Update: ATSG filed a request with the United States District Court, Southern District of Ohio to issue a temporary restraining order that would force the pilots to end their strike. The court deferred the decision until an evidentiary hearing scheduled for Wednesday afternoon.
- About 250 pilots flying for a subsidiary of airplane leasing company Air Transport Services Group Inc. went on strike Tuesday morning and will not fly scheduled routes for Amazon and global shipper DHL, according to a press release emailed to Retail Dive.
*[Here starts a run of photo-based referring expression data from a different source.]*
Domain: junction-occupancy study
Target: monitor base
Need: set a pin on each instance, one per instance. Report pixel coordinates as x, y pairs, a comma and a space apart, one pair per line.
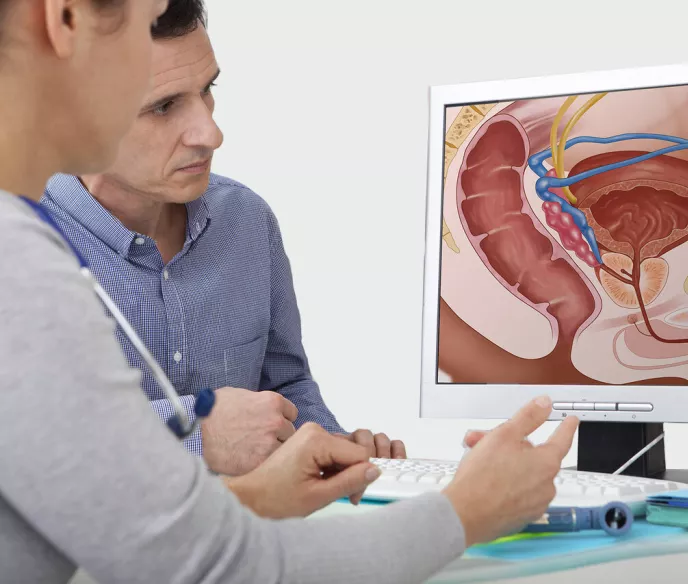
606, 446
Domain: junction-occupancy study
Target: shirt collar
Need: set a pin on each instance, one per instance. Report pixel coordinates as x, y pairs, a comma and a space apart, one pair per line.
71, 195
198, 217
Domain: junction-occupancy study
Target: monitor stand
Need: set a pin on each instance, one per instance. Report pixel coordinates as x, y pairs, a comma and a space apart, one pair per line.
606, 446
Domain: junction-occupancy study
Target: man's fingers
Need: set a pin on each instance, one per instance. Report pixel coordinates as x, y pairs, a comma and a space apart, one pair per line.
562, 438
285, 431
365, 438
473, 437
340, 453
289, 410
398, 449
349, 483
383, 446
529, 418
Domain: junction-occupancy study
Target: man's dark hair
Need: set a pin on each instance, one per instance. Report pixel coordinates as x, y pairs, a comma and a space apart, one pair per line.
181, 18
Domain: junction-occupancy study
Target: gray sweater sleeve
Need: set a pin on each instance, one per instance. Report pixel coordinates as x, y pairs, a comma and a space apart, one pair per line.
91, 469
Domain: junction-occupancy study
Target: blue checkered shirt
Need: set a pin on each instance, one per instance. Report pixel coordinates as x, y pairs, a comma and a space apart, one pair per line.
222, 313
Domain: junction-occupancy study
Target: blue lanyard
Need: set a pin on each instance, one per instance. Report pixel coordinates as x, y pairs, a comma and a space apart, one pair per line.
45, 216
205, 400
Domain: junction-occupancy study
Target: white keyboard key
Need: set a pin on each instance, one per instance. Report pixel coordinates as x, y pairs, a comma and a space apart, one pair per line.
401, 479
409, 477
430, 478
593, 491
570, 489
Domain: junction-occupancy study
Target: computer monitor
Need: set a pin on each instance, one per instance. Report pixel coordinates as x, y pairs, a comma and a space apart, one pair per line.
557, 247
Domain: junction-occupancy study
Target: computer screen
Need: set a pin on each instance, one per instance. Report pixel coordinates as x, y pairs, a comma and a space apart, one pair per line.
557, 247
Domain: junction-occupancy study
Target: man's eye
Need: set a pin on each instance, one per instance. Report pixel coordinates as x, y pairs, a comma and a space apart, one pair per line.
163, 109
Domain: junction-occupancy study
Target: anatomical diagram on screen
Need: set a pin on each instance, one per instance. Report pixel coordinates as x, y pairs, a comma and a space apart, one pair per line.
565, 240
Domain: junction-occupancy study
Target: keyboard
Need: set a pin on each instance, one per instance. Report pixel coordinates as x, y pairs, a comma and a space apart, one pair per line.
401, 479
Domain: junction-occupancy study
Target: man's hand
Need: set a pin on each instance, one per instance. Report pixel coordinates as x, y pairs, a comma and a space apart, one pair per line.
244, 428
505, 482
378, 445
310, 471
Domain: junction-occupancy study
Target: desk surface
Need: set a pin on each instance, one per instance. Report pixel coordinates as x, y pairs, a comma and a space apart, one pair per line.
671, 563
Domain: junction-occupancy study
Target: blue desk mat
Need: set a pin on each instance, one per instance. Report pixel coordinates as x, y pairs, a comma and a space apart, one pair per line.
533, 554
528, 547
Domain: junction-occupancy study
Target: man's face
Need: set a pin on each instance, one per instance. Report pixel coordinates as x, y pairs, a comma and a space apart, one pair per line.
167, 153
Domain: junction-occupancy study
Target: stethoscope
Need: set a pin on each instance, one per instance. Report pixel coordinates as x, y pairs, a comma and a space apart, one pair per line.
179, 423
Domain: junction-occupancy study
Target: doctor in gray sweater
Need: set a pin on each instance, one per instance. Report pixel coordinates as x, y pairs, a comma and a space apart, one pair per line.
89, 476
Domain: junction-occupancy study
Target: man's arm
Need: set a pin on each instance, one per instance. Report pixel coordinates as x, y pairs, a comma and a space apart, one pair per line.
285, 368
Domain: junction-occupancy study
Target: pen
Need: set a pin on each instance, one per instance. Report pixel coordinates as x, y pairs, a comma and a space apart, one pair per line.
614, 518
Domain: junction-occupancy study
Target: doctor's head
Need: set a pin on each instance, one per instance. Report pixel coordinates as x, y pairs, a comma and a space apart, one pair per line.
61, 63
167, 153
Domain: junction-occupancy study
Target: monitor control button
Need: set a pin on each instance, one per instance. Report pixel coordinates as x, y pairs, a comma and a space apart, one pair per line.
605, 407
636, 407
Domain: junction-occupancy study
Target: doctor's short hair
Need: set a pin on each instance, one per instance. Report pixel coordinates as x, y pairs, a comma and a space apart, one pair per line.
181, 18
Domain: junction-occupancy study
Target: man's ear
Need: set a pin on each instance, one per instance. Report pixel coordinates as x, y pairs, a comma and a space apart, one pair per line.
61, 20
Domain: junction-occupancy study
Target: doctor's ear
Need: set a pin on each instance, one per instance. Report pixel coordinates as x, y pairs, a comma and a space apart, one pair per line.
62, 18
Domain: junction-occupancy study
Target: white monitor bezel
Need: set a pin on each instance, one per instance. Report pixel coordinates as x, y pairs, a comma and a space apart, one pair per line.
501, 401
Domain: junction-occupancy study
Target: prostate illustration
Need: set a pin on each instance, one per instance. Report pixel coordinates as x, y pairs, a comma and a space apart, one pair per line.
564, 256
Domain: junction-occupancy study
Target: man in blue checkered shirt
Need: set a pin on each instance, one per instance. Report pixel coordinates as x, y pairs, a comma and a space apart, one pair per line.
196, 263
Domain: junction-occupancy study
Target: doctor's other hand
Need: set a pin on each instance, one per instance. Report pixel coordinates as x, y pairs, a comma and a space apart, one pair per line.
377, 445
244, 428
310, 471
504, 482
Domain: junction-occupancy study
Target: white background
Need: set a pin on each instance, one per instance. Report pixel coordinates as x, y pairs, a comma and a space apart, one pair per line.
324, 106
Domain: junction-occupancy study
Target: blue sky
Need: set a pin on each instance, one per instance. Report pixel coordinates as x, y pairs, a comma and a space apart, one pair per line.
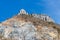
9, 8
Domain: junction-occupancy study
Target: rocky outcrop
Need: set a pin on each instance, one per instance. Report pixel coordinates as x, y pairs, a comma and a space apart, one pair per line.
28, 27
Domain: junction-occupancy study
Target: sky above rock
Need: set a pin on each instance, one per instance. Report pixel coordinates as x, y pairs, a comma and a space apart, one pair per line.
9, 8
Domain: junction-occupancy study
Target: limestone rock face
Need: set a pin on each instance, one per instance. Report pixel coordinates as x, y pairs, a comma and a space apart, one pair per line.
27, 27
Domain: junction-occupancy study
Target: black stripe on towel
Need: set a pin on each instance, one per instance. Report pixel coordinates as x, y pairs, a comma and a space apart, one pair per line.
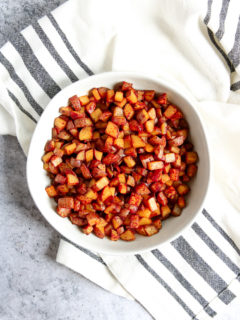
225, 57
196, 295
165, 285
208, 15
21, 84
212, 245
69, 46
18, 104
86, 251
235, 86
220, 230
54, 53
35, 68
203, 269
222, 17
234, 54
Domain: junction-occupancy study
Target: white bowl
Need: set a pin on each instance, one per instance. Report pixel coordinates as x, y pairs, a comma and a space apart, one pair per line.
38, 179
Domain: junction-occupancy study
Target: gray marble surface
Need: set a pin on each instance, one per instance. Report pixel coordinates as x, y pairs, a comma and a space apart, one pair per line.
32, 284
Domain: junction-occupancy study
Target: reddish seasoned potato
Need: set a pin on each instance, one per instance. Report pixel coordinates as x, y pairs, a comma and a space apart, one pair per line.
119, 162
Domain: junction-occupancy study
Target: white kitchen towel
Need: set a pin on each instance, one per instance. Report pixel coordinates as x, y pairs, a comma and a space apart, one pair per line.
195, 46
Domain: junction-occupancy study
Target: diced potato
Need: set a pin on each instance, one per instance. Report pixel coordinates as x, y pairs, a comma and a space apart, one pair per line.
137, 142
84, 100
155, 165
51, 191
112, 129
149, 125
98, 155
128, 111
101, 183
89, 155
118, 96
151, 230
152, 205
191, 157
130, 162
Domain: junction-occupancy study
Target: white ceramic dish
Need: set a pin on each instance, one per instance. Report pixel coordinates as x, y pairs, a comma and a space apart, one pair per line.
38, 179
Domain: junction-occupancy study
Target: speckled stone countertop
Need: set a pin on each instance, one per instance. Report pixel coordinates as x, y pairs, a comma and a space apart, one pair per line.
32, 284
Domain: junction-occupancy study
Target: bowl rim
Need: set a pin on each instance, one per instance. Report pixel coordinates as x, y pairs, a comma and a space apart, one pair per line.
172, 87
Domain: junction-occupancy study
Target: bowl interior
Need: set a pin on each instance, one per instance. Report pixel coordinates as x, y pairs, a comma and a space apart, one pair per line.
38, 179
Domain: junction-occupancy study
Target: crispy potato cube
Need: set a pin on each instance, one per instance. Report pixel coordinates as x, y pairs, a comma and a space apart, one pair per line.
98, 155
87, 229
118, 96
110, 95
51, 191
92, 218
165, 212
131, 181
75, 102
91, 194
152, 113
152, 205
46, 158
191, 170
155, 165
112, 129
170, 157
191, 157
151, 230
145, 221
86, 133
89, 155
55, 161
84, 100
70, 148
90, 107
128, 111
114, 236
63, 212
170, 111
149, 125
99, 231
81, 155
72, 180
85, 171
66, 202
134, 221
101, 183
96, 94
183, 189
149, 95
135, 199
96, 115
122, 187
60, 123
130, 162
142, 189
142, 116
128, 235
117, 112
131, 96
116, 222
137, 142
181, 202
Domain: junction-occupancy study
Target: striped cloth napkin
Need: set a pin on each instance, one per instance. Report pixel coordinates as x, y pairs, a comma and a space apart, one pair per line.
195, 46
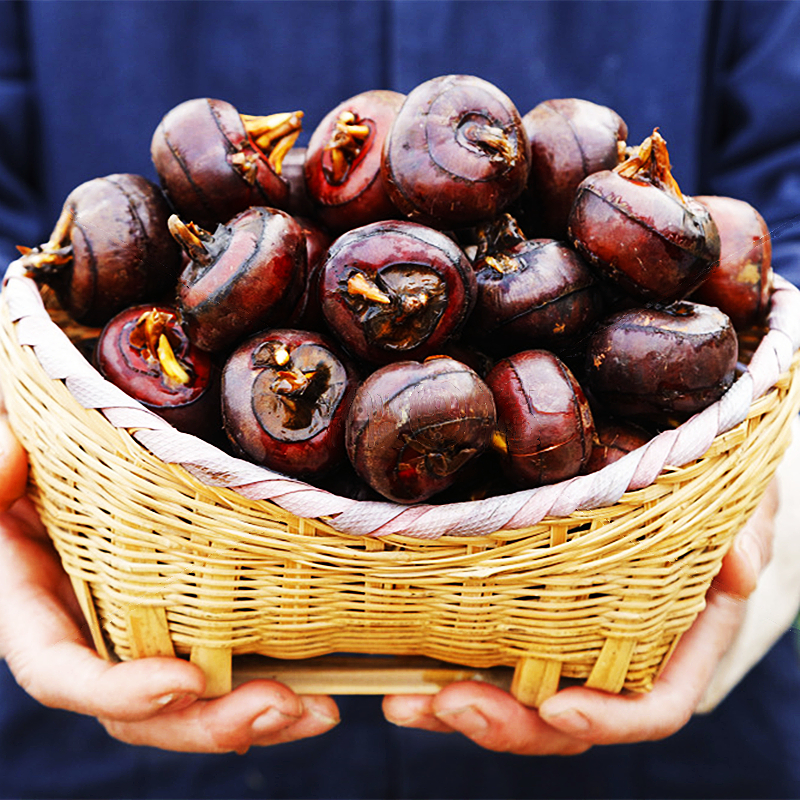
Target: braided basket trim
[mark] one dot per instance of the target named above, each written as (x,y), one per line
(61,360)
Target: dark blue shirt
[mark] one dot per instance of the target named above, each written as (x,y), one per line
(82,88)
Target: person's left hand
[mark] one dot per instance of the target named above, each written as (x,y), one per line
(574,719)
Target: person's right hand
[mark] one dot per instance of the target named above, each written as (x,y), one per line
(150,701)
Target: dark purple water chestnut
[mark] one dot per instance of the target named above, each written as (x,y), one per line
(285,398)
(740,283)
(531,292)
(456,154)
(343,161)
(570,139)
(299,203)
(396,290)
(145,352)
(612,439)
(308,311)
(214,162)
(636,227)
(109,249)
(544,422)
(245,276)
(414,426)
(661,363)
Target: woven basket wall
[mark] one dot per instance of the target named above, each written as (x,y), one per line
(174,547)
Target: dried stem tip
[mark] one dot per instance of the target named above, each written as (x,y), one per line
(192,238)
(345,144)
(149,336)
(650,162)
(274,134)
(56,252)
(358,284)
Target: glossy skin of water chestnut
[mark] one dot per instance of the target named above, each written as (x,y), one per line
(343,161)
(544,422)
(109,249)
(145,352)
(661,364)
(531,292)
(247,275)
(414,426)
(285,398)
(214,162)
(612,439)
(635,226)
(740,283)
(570,138)
(456,154)
(396,290)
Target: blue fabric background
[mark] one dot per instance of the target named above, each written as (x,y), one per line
(83,86)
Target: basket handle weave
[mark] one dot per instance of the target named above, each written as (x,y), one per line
(636,470)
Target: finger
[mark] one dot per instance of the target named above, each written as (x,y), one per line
(493,719)
(13,466)
(751,550)
(601,718)
(259,712)
(46,651)
(413,711)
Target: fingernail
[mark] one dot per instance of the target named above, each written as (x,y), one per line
(273,719)
(467,719)
(174,701)
(329,721)
(570,720)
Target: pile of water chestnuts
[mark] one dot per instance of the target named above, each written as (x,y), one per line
(438,298)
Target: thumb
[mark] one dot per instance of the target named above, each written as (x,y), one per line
(13,466)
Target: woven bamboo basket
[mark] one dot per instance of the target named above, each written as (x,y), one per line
(175,548)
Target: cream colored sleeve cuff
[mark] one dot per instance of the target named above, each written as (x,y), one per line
(774,605)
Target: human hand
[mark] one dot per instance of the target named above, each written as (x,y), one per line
(151,701)
(576,718)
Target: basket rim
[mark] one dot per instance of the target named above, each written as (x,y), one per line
(671,449)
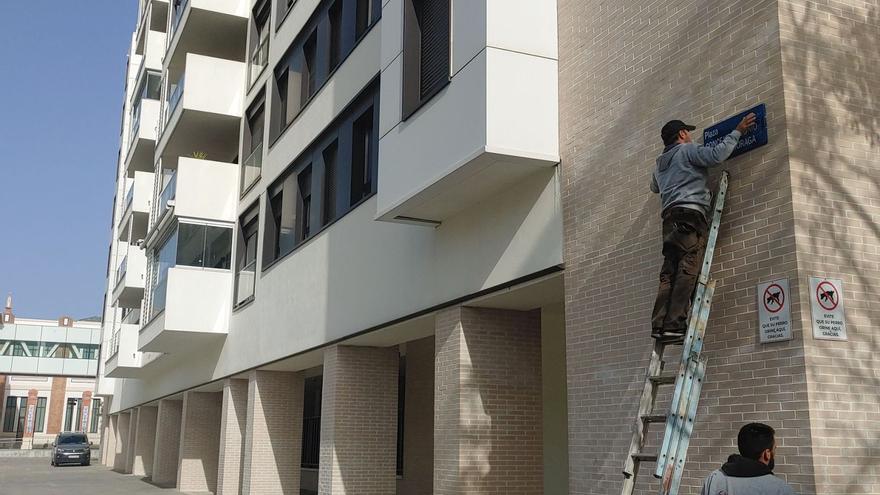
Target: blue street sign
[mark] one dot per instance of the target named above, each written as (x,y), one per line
(755,138)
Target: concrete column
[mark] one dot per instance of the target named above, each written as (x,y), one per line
(418,424)
(122,424)
(359,421)
(108,448)
(130,443)
(145,441)
(199,442)
(272,450)
(488,403)
(233,425)
(166,452)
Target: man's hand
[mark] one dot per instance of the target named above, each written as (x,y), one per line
(746,123)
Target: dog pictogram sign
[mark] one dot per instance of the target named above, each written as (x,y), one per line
(826,308)
(774,312)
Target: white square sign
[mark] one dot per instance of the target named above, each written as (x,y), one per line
(826,308)
(774,311)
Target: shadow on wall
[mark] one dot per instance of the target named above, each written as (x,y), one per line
(830,54)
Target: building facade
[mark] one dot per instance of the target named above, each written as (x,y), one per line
(407,246)
(47,379)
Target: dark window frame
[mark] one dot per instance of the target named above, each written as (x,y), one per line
(415,96)
(317,27)
(286,184)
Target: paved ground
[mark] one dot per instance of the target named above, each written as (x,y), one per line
(34,476)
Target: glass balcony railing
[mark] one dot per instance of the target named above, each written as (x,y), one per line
(168,193)
(245,280)
(258,61)
(251,168)
(174,99)
(122,270)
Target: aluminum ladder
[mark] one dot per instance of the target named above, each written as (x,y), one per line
(688,382)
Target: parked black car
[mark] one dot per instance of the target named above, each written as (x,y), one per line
(71,448)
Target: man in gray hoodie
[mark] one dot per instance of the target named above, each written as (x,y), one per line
(750,472)
(681,177)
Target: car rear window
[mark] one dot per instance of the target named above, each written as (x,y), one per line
(68,439)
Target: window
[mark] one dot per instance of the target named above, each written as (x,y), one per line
(425,51)
(311,439)
(335,173)
(328,212)
(335,16)
(366,15)
(310,68)
(96,414)
(259,35)
(246,253)
(253,144)
(304,179)
(335,28)
(40,414)
(9,415)
(362,157)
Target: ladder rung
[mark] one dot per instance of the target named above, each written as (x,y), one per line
(663,379)
(645,457)
(654,418)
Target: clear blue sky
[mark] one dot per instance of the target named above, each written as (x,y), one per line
(61,87)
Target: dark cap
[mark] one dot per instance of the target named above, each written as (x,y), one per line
(670,131)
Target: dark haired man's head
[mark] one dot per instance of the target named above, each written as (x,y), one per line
(756,441)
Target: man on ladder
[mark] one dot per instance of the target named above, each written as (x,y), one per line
(681,177)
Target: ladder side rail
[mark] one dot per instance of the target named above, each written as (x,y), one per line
(646,402)
(678,469)
(677,408)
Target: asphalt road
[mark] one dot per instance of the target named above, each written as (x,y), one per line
(34,476)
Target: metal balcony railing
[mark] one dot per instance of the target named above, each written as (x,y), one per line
(258,61)
(251,168)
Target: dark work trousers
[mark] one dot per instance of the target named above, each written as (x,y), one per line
(685,232)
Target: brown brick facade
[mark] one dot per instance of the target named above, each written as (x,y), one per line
(358,421)
(487,402)
(199,442)
(56,405)
(274,412)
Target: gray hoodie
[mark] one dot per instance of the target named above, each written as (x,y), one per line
(682,173)
(741,476)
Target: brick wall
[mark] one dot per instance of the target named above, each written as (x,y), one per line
(166,452)
(233,424)
(488,402)
(358,421)
(145,441)
(626,68)
(418,431)
(199,442)
(831,69)
(56,405)
(274,434)
(123,421)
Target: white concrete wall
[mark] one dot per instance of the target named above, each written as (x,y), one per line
(206,189)
(214,85)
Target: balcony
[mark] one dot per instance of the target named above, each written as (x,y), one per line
(142,140)
(203,110)
(216,28)
(487,129)
(195,307)
(49,350)
(136,210)
(125,361)
(197,188)
(130,277)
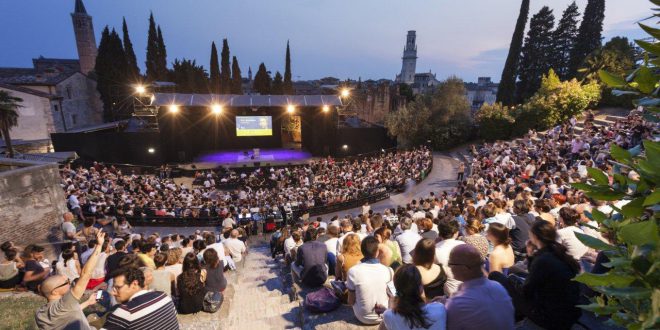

- The pilots are protesting staffing shortages in result of too many emergency runs, precluding time off in violation of their contracts. ATSG’s ABX Air operates 35 daily flights for Amazon and 45 daily flights for DHL.
- The Railway Labor Act, a federal law protecting commerce from disruptions involving labor disputes, doesn’t apply, according to the Airline Professionals Association, Teamsters Local 1224, which represents the pilots, because the issue concerns a violation of a contract, Bloomberg reported.
The strike comes on the heels of a holiday season in which delivery companies anticipate record e-commerce sales. United Parcel Service in October said it expects to deliver more than 700 million packages between Black Friday and New Year’s Eve, up 14% from the same period in 2015.
Even if it’s deemed improper or is short-lived, the strike unveils Amazon’s vulnerability to the kinds of issues normally reserved for shipping companies like UPS, FedEx or DHL. In March, Amazon bought a 9.9% stake in ATSG, based in Wilmington, OH, and the e-commerce giant’s fulfillment unit, Amazon Fulfillment, said then that it's leasing 20 Boeing 767s from ATSG to improve delivery operations.
In August, to great fanfare, Amazon revealed its first Prime Air-branded cargo aircraft in an inaugural flight during Seattle’s annual Seafair Air Show. The Boeing 767-300, dubbed Amazon One, is one of 11 planes flying for Amazon through air cargo partners Atlas Air and ATSG in conjunction with the e-retail giant’s ambitious logistics and fulfillment efforts. Amazon said then that the Prime Air transportation network will expand to 40 leased planes over the coming months.
The strike only adds to the fulfillment and delivery costs that are already weighing Amazon down. The e-commerce giant in October logged its sixth straight profitable quarter, but operating expenses of $32.1 billion (a 29% increase from $24.9 billion in Q3 last year) undid that almost totally. Amazon’s much-touted fulfillment and shipping ambitions look to have finally caught up with it: Those costs rose more than sales.